Sunday 25 March 2012

Winds of change blow through China as spending on renewable energy soars

www.guardian.co.uk
19 Mar 2012

World's biggest polluter spends £4bn a year on wind and solar power generation in single region as it aims to cut fossil fuel use.

The remote, wind-blasted desert of northwestern Gansu could be the most unloved, environmentally abused corner of China. It is home to the country's first oilfield and several of the coalmines and steel factories that have contributed to China's notoriety as the planet's biggest polluter and CO₂ emitter.

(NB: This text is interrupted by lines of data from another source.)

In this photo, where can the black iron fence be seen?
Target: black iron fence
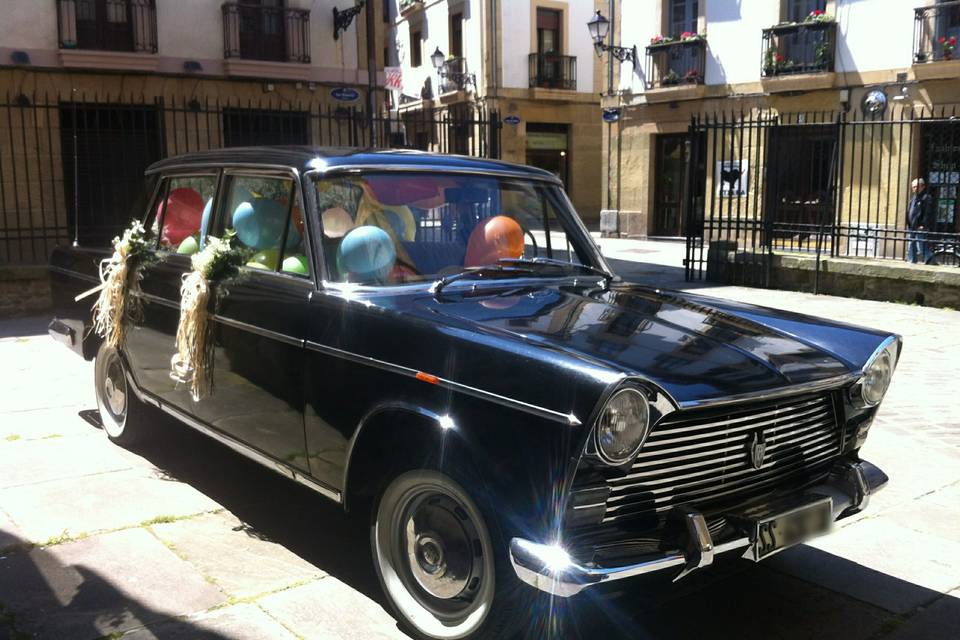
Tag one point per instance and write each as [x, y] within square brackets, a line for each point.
[553, 71]
[256, 32]
[804, 47]
[672, 62]
[71, 167]
[936, 32]
[820, 184]
[107, 25]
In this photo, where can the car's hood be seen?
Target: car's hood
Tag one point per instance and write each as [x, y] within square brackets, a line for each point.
[693, 350]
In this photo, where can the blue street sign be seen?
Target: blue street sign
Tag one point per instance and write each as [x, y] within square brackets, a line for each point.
[611, 114]
[345, 94]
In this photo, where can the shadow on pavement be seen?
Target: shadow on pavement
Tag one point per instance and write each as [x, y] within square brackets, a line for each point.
[51, 599]
[24, 327]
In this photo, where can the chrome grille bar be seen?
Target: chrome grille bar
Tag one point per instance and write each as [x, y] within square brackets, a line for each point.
[698, 457]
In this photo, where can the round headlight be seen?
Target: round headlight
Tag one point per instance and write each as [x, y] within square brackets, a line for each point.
[622, 426]
[876, 377]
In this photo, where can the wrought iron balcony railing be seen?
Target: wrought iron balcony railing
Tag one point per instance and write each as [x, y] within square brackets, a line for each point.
[802, 47]
[936, 32]
[676, 62]
[454, 76]
[255, 32]
[110, 25]
[553, 71]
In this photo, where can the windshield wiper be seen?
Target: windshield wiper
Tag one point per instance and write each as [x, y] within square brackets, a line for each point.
[554, 262]
[478, 272]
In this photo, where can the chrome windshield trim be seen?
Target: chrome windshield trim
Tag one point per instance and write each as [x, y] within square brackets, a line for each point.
[549, 414]
[796, 389]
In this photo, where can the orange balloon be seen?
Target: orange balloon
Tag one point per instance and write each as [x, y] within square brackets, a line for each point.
[497, 238]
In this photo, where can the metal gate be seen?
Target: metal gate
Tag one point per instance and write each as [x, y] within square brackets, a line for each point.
[815, 184]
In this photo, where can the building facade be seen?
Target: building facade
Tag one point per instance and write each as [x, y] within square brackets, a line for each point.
[530, 62]
[93, 91]
[827, 108]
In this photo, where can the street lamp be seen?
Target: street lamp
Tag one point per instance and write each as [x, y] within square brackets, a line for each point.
[599, 27]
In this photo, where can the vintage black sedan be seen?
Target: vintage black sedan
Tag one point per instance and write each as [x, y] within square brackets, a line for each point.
[437, 342]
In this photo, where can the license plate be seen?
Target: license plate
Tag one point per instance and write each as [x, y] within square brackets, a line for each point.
[782, 530]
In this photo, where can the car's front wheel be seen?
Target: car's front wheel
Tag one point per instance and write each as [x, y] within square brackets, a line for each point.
[121, 412]
[437, 561]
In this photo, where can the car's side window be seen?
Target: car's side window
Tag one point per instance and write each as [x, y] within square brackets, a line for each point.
[266, 215]
[182, 212]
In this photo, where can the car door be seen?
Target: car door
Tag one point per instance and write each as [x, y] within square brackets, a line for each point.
[175, 217]
[260, 317]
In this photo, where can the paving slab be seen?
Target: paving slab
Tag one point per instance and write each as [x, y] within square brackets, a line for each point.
[99, 502]
[237, 622]
[330, 610]
[876, 561]
[239, 560]
[43, 424]
[939, 620]
[26, 462]
[101, 585]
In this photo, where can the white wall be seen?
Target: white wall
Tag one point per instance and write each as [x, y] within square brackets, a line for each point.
[28, 24]
[517, 19]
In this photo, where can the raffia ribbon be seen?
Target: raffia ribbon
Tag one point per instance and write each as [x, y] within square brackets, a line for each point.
[192, 364]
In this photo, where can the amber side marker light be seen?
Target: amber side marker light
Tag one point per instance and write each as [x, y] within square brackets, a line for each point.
[426, 377]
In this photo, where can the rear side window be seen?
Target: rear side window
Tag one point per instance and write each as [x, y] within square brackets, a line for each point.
[182, 212]
[266, 215]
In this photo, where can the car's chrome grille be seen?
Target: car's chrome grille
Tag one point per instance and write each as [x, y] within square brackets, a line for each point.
[702, 458]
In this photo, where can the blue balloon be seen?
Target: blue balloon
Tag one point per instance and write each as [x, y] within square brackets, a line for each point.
[259, 224]
[366, 254]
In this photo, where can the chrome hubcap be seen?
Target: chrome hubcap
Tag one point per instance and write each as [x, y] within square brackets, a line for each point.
[442, 549]
[115, 389]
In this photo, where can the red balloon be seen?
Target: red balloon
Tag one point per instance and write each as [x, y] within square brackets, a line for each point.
[496, 238]
[182, 216]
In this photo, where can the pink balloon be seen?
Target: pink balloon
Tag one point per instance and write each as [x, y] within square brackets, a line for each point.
[182, 217]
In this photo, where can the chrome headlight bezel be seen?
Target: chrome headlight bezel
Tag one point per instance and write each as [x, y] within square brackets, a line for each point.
[640, 427]
[877, 373]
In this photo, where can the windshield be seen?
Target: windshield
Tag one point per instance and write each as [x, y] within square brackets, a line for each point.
[390, 228]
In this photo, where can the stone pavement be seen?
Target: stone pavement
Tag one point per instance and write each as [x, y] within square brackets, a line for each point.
[185, 539]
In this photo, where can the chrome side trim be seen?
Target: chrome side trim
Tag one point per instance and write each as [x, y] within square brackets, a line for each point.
[243, 449]
[74, 274]
[549, 414]
[260, 331]
[796, 389]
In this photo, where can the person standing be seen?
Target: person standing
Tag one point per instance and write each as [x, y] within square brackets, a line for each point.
[919, 220]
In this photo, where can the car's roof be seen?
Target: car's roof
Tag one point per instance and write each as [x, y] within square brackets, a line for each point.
[305, 158]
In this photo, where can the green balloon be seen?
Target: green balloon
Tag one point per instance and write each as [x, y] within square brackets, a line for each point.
[189, 246]
[296, 264]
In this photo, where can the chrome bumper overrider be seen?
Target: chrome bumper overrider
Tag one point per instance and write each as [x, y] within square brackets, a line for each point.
[549, 568]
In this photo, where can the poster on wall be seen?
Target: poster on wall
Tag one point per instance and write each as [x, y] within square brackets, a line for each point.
[733, 178]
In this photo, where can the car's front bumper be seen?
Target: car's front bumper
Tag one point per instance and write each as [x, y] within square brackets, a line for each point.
[549, 568]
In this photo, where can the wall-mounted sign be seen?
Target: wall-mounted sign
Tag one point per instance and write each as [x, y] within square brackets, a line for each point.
[732, 178]
[345, 94]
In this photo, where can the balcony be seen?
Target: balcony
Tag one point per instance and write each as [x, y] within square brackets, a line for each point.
[799, 48]
[553, 71]
[112, 25]
[675, 69]
[409, 6]
[268, 34]
[936, 33]
[454, 76]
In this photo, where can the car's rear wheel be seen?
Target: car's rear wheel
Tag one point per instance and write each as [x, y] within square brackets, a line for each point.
[437, 559]
[121, 412]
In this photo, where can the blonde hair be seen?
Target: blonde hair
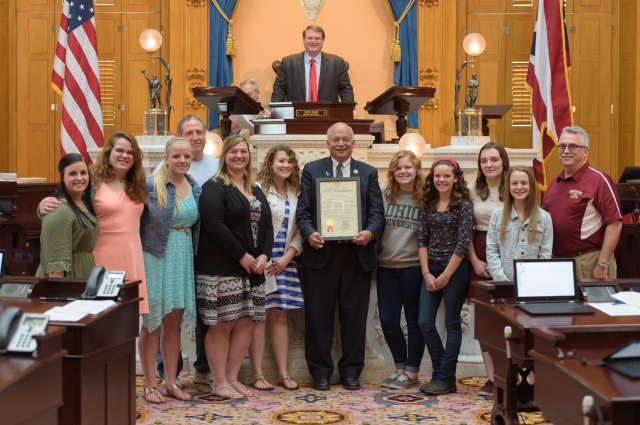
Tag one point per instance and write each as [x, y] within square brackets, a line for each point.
[265, 175]
[392, 189]
[223, 171]
[531, 211]
[159, 178]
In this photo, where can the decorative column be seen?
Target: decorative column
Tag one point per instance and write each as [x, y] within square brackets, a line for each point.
[439, 35]
[187, 29]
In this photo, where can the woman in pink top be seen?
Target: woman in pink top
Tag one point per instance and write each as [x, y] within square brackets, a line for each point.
[119, 193]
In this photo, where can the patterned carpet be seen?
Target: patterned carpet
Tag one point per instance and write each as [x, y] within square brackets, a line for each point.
[372, 405]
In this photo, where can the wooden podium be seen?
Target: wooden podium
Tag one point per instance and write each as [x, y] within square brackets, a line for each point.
[20, 226]
[310, 118]
[558, 391]
[99, 369]
[400, 101]
[226, 101]
[31, 383]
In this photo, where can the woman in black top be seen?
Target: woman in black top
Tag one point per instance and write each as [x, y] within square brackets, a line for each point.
[236, 237]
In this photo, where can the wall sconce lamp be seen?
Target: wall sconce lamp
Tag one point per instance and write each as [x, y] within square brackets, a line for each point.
[474, 44]
[151, 40]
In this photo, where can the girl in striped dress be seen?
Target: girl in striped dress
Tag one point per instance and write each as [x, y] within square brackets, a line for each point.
[279, 177]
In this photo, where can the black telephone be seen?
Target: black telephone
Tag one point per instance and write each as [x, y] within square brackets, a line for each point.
[17, 330]
[103, 283]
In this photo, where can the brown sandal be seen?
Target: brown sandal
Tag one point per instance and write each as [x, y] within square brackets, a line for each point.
[257, 378]
[154, 391]
[282, 378]
[171, 389]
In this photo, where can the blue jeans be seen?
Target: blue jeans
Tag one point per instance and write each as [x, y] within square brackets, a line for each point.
[444, 359]
[397, 288]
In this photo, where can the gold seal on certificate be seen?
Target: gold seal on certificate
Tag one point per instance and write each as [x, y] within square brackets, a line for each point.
[339, 215]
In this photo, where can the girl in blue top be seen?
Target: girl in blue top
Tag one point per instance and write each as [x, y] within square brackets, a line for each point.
[169, 233]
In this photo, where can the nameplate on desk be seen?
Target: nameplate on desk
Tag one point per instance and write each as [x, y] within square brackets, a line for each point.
[16, 290]
[312, 113]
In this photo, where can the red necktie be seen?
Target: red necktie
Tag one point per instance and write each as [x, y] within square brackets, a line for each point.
[313, 89]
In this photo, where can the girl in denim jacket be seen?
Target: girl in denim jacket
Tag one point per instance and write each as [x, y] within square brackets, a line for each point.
[525, 231]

But in the past few years, the landscape has started to undergo a transformation as Gansu has moved to the frontline of government efforts to reinvent China's economy with a massive investment in renewable energy. The change is evident soon after driving across the plains from Jiuquan, an ancient garrison town on the Silk Road that is now a base for more than 50 energy companies.

Wind turbines, which were almost unknown five years ago, stretch into the distance, competing only with far mountains and new pylons for space on the horizon. Jiuquan alone now has the capacity to generate 6 GW of wind power-roughly equivalent to that of the whole UK. The plan is to more than triple that by 2015, when this area could become the biggest wind farm in the world.

This is the other side of China's development. Although it is the world's biggest CO₂ emitter and notorious for building the equivalent of a 400 MW coal-fired power station every three days, it is also erecting 36 wind turbines a day and building a robust new electricity grid to send this power thousands of miles across the country from the deserts of the west to the cities of the east.

It is part of a long-term plan to supply 15% of the country's energy from alternative and renewable sources by 2020. Most of that will come from nuclear and hydroelectric, but the government is also tapping the wind and solar potential of the deserts, mountain plateaus and coastlines.

The scale of investment has led to hopes that China may emerge as the world's first green superpower. This is premature. Breakneck economic growth has left much of the country enshrouded in a murky grey smog. But the environmental crisis is so bad that it is a driver for change.